Prof Honohan also acknowledged that the State stands to benefit from large capital gains on the 2013 deal to scrap the Anglo Irish Bank promissory note scheme, but he noted that the potential scale of such gains fluctuates according to conditions in debt markets.
Prof Honohan was speaking at the Oireachtas finance committee, likely to be his final appearance before he leaves Dame Street later this year.
At a hearing dominated by controversy over standard rate variable mortgages, he said the effects of the ECB quantitative easing scheme pass through the economy at large. He also argued that there was a “broad distributional impact” from the programme.
In the Irish context, he said the benefit could be seen in the reduction in Government borrowing costs which had enabled the National Treasury Management Agency to refinance IMF debts carring an interest rate in excess of 5 per cent at “very low” interest rate.
A further benefit was seen in the reduced cost of servicing tracker mortgages on which the interest rate was contractually tied to the record low ECB rate.
Prof Honohan also said the State benefited from the increase in Central Bank profits arising from favourable market conditions. “This really strong benefit to the public finances has been a boon to Ireland,” he said.
The ECB did not initiate QE for the specific benefit of “overindebted” states such as Ireland “but it has been an unmitigated plus for the Irish economy”.
Anglo promissory note
Of the Anglo promissory note deal, Prof Honohan said the Central Bank had already realised a €1.1 billion gain on the disposal of bonds linked to the transaction. Saying the market valuation of the bond portfolio at the end 2014 was €9 billion greater than the book value, he said this pointed to an unrealised gain of €10 billion at that time.
“The €9 billion isn’t in the bag but if interest rates went up again then the gain would be smaller.”
He said the potential benefit varies: the unrealised capital gain when the bank was publishing its 2014 annual report in April was €13 billion. “I don’t think €9 billion is in the bag. Still, things are going well on the front.”

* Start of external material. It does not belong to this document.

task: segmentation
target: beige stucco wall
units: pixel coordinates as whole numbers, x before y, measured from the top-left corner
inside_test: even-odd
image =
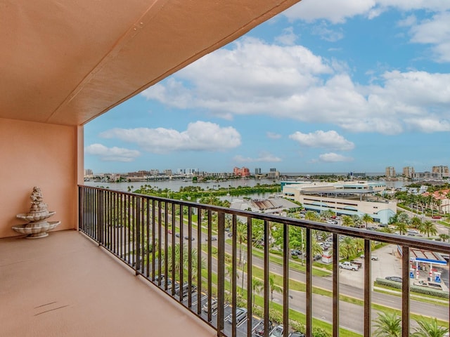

Prof Honohan replied “yes and no” when asked by Labour TD Pat Rabbitte whether such gains could be interpreted by the man on a bar stool as a “clawback” from the €30 billion-plus cost of rescuing Anglo, later renamed as Irish Bank Resolution Corportation (IBRC).
The interest rate was high when the promissory note went into Anglo as it was “bad time” to carry out such a transaction “What the Government has managed to achieve is a refinancing of that at these extremely low interest rates,” he said.
“Did IBRC still cost us €35 billion? Yes. But now it’s being refinanced in such a way that we only have to borrow maybe in the end, maybe €10 billion less than that.”
Greece
Of the situation in Greece, he responded to questions from Socialist Party TD Paul Murphy that he did not want consider it possible that the country could leave the euro. “I think this scenario painting [is something] I don’t want to get into,” said Prof Honohan, a member of the ECB governing council.
“It does not want to be in a political space,” he said of the ECB’s stance in relatoin to emergency support for Greece. “It’s not possible tnot to be in a political space but it tries to minimise it.”